LPNs looking to advance in nursing careers should consider pursuing an Associate of Science in Nursing (ASN) degree. The ASN is a two-year, entry-level nursing degree that many nurses

LPNs looking to advance in nursing careers should consider pursuing an Associate of Science in Nursing (ASN) degree. The ASN is a two-year, entry-level nursing degree that many nurses consider a stepping stone to a bachelor's degree in nursing.

ASN degree programs are designed to accommodate first-time students in nursing programs as well as licensed practical nurses (LPNs) seeking to advance to the associate's degree level.

The LPN to ASN Transition

Moving from LPN to ASN begins with the two-year ASN program that typically combines clinical nursing courses with general education courses.

Admission. It's important to remember that students must meet both the general admission requirements of their educational institution and ASN program requirements. Common ASN program requirements include the following:

  • A high school grade point average of 2.75 (on a scale of 4.0)
  • If transferring, a college grade point average above 2.0 (on a scale of 4.0)
  • A minimum ACT score of 21
  • An SAT combined score of 990

Application Process. While the application process varies from college to college, there are a number of things students can do to prepare for the transition from LPN to ASN:

  1. Complete the college application form
  2. Complete the application for the ASN program
  3. Pay college application fees
  4. Gather high school transcripts or GED scores
  5. Gather any official college transcripts
  6. Take and order reports of the requisite ACT or SAT scores or completion of satisfactory college credits with the required GPA

ASN Salary vs. Program Cost

The cost of going from LPN to ASN varies greatly depending upon the school and ASN program. A recent survey of 6 leading community college ASN programs revealed the following average costs:

Tuition and Fees: $175.00 per credit

Textbooks and supplies: $2,000 per year

Uniform: $200 per year

NCLEX-RN Test Registration: $200

Nursing Pin (graduation): $40

Yet, considering the potential leap in annual income after becoming an RN (see below), this investment is worthwhile. Other benefits of the LPN to ASN transition include:

  • Earning credentials in medical specialties such as gerontology, pediatrics, or ambulatory care
  • The ability to enroll in an RN-to-BSN program to earn a bachelor's degree
  • Being able to work in diverse acute, community, and long term care settings

If ASNs move to the BSN level, they also have the opportunity to enroll in an accelerated BSN-to-MSN program and earn a master's degree in nursing.
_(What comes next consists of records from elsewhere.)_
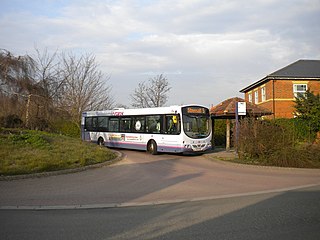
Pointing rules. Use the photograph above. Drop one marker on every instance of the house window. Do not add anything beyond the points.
(299, 90)
(256, 97)
(263, 94)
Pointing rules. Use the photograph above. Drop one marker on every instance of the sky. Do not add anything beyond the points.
(208, 49)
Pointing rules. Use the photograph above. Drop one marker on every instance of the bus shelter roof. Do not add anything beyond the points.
(227, 109)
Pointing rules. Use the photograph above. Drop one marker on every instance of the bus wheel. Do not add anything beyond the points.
(152, 147)
(100, 141)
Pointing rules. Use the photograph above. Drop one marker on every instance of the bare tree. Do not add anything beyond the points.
(84, 87)
(151, 94)
(16, 83)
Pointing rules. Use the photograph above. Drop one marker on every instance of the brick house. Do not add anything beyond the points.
(277, 91)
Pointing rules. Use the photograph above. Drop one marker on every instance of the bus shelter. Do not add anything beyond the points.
(228, 110)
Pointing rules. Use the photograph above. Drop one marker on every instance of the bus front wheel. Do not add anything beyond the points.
(152, 147)
(100, 141)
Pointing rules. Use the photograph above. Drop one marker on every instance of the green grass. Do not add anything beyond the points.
(25, 152)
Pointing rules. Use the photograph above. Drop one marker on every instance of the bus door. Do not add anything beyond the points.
(170, 139)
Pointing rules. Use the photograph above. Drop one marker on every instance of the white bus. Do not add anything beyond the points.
(174, 129)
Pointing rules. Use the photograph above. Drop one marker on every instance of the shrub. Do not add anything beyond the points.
(220, 132)
(67, 128)
(11, 121)
(271, 143)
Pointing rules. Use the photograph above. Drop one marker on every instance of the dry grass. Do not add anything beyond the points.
(24, 152)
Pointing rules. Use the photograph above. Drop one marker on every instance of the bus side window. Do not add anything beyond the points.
(172, 124)
(103, 124)
(153, 124)
(88, 124)
(113, 124)
(138, 124)
(125, 124)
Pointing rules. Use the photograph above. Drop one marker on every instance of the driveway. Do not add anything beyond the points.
(141, 179)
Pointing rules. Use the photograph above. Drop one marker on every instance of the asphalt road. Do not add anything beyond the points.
(142, 179)
(283, 215)
(164, 197)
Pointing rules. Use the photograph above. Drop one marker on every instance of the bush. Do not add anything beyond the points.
(67, 128)
(271, 143)
(11, 121)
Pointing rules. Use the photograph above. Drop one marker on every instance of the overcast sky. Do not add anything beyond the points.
(208, 50)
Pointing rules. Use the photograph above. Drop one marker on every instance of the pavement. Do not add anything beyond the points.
(143, 179)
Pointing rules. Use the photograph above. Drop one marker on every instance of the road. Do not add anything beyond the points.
(164, 197)
(287, 215)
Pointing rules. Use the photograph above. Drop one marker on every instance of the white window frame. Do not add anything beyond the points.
(298, 92)
(263, 94)
(256, 97)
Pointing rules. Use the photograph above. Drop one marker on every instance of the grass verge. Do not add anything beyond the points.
(26, 152)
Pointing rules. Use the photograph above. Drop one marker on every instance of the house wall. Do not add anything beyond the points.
(279, 95)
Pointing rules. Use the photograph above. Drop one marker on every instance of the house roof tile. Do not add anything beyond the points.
(301, 69)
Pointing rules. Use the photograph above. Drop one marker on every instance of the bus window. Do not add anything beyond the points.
(88, 123)
(139, 124)
(113, 124)
(172, 124)
(103, 124)
(153, 124)
(125, 124)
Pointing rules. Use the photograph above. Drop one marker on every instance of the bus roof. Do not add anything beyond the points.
(140, 111)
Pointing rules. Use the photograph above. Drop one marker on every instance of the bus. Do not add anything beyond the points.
(175, 129)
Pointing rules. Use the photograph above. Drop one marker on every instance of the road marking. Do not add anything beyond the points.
(152, 203)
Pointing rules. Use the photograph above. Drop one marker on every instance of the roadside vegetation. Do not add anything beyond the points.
(28, 151)
(284, 142)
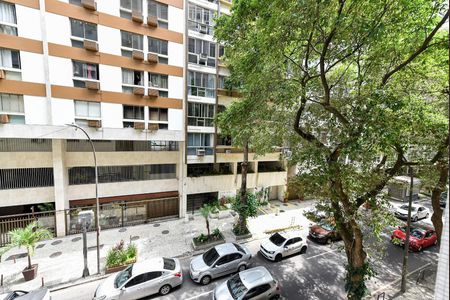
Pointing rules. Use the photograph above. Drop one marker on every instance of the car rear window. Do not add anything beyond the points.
(169, 263)
(239, 248)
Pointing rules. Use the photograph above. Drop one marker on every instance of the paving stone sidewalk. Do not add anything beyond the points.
(60, 260)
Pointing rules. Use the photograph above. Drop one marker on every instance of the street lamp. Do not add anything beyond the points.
(97, 206)
(408, 231)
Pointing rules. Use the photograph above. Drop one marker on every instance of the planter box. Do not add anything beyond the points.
(118, 268)
(208, 245)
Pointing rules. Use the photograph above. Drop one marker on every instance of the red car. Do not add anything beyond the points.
(419, 239)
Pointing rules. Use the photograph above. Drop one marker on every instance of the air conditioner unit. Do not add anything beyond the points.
(95, 123)
(92, 85)
(90, 45)
(137, 55)
(200, 152)
(139, 125)
(89, 4)
(203, 29)
(4, 119)
(152, 58)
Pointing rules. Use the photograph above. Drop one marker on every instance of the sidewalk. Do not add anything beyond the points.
(61, 260)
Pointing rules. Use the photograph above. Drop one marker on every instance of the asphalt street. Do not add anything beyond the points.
(317, 274)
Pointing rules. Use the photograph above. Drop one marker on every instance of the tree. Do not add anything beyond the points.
(342, 83)
(28, 237)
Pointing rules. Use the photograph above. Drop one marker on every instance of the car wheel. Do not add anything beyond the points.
(278, 258)
(242, 268)
(165, 289)
(205, 280)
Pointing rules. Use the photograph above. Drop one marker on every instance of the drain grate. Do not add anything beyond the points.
(55, 254)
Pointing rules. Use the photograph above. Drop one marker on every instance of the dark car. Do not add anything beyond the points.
(324, 232)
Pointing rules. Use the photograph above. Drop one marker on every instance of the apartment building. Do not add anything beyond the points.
(144, 79)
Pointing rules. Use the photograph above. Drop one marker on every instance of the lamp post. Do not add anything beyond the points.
(408, 231)
(97, 206)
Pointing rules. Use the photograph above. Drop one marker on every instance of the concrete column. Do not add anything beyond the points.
(60, 178)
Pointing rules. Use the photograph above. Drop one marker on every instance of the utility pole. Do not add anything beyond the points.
(97, 205)
(408, 231)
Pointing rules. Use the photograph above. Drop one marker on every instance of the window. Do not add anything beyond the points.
(202, 52)
(8, 20)
(200, 19)
(82, 30)
(130, 79)
(159, 116)
(200, 114)
(201, 84)
(159, 82)
(127, 6)
(160, 47)
(84, 70)
(25, 178)
(12, 105)
(86, 110)
(130, 41)
(160, 11)
(86, 175)
(200, 141)
(10, 62)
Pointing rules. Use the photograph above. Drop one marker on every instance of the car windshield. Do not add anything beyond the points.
(210, 256)
(326, 226)
(417, 233)
(405, 207)
(236, 287)
(123, 276)
(277, 239)
(169, 263)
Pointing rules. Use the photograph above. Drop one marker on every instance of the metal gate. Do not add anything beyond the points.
(120, 214)
(8, 223)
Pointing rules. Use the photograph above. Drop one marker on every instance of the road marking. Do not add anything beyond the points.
(334, 250)
(202, 294)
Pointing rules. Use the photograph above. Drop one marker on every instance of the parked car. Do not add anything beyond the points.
(417, 212)
(255, 283)
(141, 279)
(282, 244)
(39, 294)
(324, 232)
(218, 261)
(419, 239)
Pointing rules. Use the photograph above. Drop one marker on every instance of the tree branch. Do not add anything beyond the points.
(421, 49)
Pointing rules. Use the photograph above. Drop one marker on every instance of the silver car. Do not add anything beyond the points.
(256, 284)
(141, 279)
(219, 261)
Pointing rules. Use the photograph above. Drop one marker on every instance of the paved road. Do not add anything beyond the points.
(317, 274)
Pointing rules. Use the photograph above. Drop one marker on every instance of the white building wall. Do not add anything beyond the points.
(32, 66)
(60, 71)
(28, 22)
(58, 29)
(112, 115)
(35, 110)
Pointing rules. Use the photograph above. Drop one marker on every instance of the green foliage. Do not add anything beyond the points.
(120, 255)
(28, 237)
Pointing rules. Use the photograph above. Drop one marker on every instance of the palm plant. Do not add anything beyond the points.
(28, 237)
(205, 211)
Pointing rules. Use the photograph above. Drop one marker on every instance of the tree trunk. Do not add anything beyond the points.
(436, 218)
(243, 191)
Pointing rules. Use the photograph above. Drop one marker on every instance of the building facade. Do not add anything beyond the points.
(145, 80)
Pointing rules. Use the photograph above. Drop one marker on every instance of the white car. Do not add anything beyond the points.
(141, 279)
(282, 244)
(417, 212)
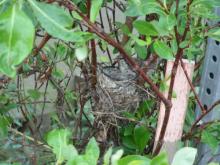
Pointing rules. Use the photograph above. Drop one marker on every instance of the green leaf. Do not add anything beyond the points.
(95, 7)
(34, 94)
(141, 137)
(185, 156)
(92, 152)
(141, 51)
(56, 21)
(163, 50)
(214, 33)
(134, 160)
(59, 140)
(116, 157)
(16, 41)
(143, 7)
(81, 53)
(145, 28)
(161, 159)
(3, 126)
(107, 156)
(213, 164)
(208, 138)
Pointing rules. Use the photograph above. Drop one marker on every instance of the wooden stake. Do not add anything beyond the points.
(177, 115)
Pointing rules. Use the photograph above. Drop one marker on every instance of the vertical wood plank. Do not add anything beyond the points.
(177, 114)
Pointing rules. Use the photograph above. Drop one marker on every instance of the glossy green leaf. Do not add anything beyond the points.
(214, 33)
(160, 159)
(134, 160)
(185, 156)
(163, 50)
(95, 7)
(208, 138)
(143, 7)
(92, 152)
(16, 42)
(34, 94)
(141, 137)
(145, 28)
(59, 141)
(141, 51)
(56, 21)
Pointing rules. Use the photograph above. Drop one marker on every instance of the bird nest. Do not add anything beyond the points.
(118, 93)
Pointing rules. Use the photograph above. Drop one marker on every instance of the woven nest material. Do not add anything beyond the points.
(118, 92)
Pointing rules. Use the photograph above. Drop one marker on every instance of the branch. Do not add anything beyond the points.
(99, 32)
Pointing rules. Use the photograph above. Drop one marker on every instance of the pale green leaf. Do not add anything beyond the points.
(163, 50)
(59, 141)
(185, 156)
(145, 28)
(134, 160)
(92, 152)
(95, 7)
(16, 42)
(56, 21)
(141, 137)
(160, 159)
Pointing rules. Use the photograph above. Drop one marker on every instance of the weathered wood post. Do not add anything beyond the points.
(210, 93)
(177, 115)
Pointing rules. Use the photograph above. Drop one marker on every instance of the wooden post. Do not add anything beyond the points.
(177, 115)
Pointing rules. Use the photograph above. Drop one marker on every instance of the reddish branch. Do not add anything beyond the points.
(190, 133)
(93, 48)
(43, 42)
(173, 73)
(99, 32)
(192, 87)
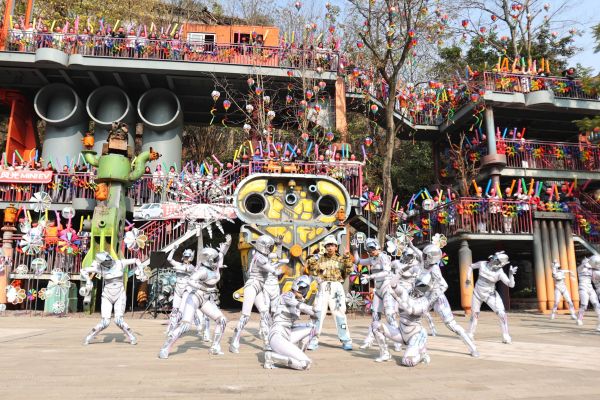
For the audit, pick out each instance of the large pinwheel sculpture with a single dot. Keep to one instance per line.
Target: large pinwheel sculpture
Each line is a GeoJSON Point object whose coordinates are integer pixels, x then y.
{"type": "Point", "coordinates": [370, 201]}
{"type": "Point", "coordinates": [135, 239]}
{"type": "Point", "coordinates": [40, 202]}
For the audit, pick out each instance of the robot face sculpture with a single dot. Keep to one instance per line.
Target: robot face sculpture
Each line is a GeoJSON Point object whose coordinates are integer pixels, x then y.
{"type": "Point", "coordinates": [208, 257]}
{"type": "Point", "coordinates": [432, 254]}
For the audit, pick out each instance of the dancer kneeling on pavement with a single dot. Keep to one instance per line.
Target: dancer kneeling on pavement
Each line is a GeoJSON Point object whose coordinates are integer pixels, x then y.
{"type": "Point", "coordinates": [490, 272]}
{"type": "Point", "coordinates": [413, 305]}
{"type": "Point", "coordinates": [381, 273]}
{"type": "Point", "coordinates": [200, 289]}
{"type": "Point", "coordinates": [183, 270]}
{"type": "Point", "coordinates": [113, 291]}
{"type": "Point", "coordinates": [331, 269]}
{"type": "Point", "coordinates": [285, 335]}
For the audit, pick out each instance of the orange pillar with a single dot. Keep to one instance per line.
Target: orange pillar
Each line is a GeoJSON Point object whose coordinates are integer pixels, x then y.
{"type": "Point", "coordinates": [341, 124]}
{"type": "Point", "coordinates": [572, 263]}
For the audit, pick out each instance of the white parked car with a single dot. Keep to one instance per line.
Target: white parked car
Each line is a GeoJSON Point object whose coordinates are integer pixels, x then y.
{"type": "Point", "coordinates": [149, 211]}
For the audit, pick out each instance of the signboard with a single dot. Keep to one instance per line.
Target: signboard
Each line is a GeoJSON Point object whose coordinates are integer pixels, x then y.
{"type": "Point", "coordinates": [25, 176]}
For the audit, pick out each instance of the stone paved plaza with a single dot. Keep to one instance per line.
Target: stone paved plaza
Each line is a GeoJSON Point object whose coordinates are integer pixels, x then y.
{"type": "Point", "coordinates": [43, 358]}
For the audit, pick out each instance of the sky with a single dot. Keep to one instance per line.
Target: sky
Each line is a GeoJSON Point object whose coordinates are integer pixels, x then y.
{"type": "Point", "coordinates": [583, 13]}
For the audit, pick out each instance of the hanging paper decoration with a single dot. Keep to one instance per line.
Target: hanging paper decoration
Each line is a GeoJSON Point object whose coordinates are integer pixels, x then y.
{"type": "Point", "coordinates": [40, 202]}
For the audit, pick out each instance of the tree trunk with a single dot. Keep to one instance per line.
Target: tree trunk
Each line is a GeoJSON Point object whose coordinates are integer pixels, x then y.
{"type": "Point", "coordinates": [386, 178]}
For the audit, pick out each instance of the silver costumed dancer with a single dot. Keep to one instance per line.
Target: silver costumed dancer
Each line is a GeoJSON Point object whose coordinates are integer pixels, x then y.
{"type": "Point", "coordinates": [114, 297]}
{"type": "Point", "coordinates": [254, 289]}
{"type": "Point", "coordinates": [560, 289]}
{"type": "Point", "coordinates": [285, 335]}
{"type": "Point", "coordinates": [199, 294]}
{"type": "Point", "coordinates": [413, 304]}
{"type": "Point", "coordinates": [490, 272]}
{"type": "Point", "coordinates": [587, 295]}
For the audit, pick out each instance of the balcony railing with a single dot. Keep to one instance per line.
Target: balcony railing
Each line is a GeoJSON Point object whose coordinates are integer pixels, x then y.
{"type": "Point", "coordinates": [175, 50]}
{"type": "Point", "coordinates": [549, 155]}
{"type": "Point", "coordinates": [349, 173]}
{"type": "Point", "coordinates": [474, 215]}
{"type": "Point", "coordinates": [522, 83]}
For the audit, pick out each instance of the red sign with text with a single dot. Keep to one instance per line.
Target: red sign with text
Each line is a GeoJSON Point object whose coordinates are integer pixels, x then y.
{"type": "Point", "coordinates": [25, 176]}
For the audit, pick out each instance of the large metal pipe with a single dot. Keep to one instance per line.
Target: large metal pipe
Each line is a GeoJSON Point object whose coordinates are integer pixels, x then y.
{"type": "Point", "coordinates": [62, 109]}
{"type": "Point", "coordinates": [106, 105]}
{"type": "Point", "coordinates": [160, 111]}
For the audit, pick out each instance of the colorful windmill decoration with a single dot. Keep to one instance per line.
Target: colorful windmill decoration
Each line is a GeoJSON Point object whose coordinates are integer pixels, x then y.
{"type": "Point", "coordinates": [370, 201]}
{"type": "Point", "coordinates": [135, 239]}
{"type": "Point", "coordinates": [40, 202]}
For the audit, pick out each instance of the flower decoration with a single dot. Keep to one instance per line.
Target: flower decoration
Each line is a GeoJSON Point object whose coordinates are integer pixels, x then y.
{"type": "Point", "coordinates": [31, 294]}
{"type": "Point", "coordinates": [353, 300]}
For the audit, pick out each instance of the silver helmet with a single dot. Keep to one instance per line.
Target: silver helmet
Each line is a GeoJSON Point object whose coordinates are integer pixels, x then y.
{"type": "Point", "coordinates": [208, 257]}
{"type": "Point", "coordinates": [372, 244]}
{"type": "Point", "coordinates": [499, 260]}
{"type": "Point", "coordinates": [301, 285]}
{"type": "Point", "coordinates": [264, 244]}
{"type": "Point", "coordinates": [432, 254]}
{"type": "Point", "coordinates": [188, 253]}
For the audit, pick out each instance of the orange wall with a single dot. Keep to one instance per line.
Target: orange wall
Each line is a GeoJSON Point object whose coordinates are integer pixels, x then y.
{"type": "Point", "coordinates": [225, 33]}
ASN Salary and Career Outlook

Recent Bureau of Labor Statistics (BLS) statistics indicate that nursing is one of the fastest growing career fields in the country. According to the BLS, nursing should see 22 percent employment growth between 2008 and 2018 and should remain one of the largest career sectors in the U.S.

Today, registered nurses make up the largest portion of health care workers, finding employment in hospitals, home health, clinics, doctors' offices, nursing homes, and more.

In 2009, registered nurses earned a median annual salary of $63,750. The top 10 percent of registered nurses earned over $93,000 in 2009. According to the BLS, these industries were some of the top paying for nurses in 2009:

  • Physician offices: $67,290
  • Home health care services: $63,300
  • Nursing care facilities: $59,320

Finally, ASNs can sit for the NCLEX-RN examination, the prerequisite for RN licensure. ASN registered nurses typically have greater work responsibilities and more independence on the job. In the end, the LPN and ASN transition is an exciting, yet demanding process, but one that can allow today's career advancers to participate as a member of a health care and nursing team that provides effective care to those in need.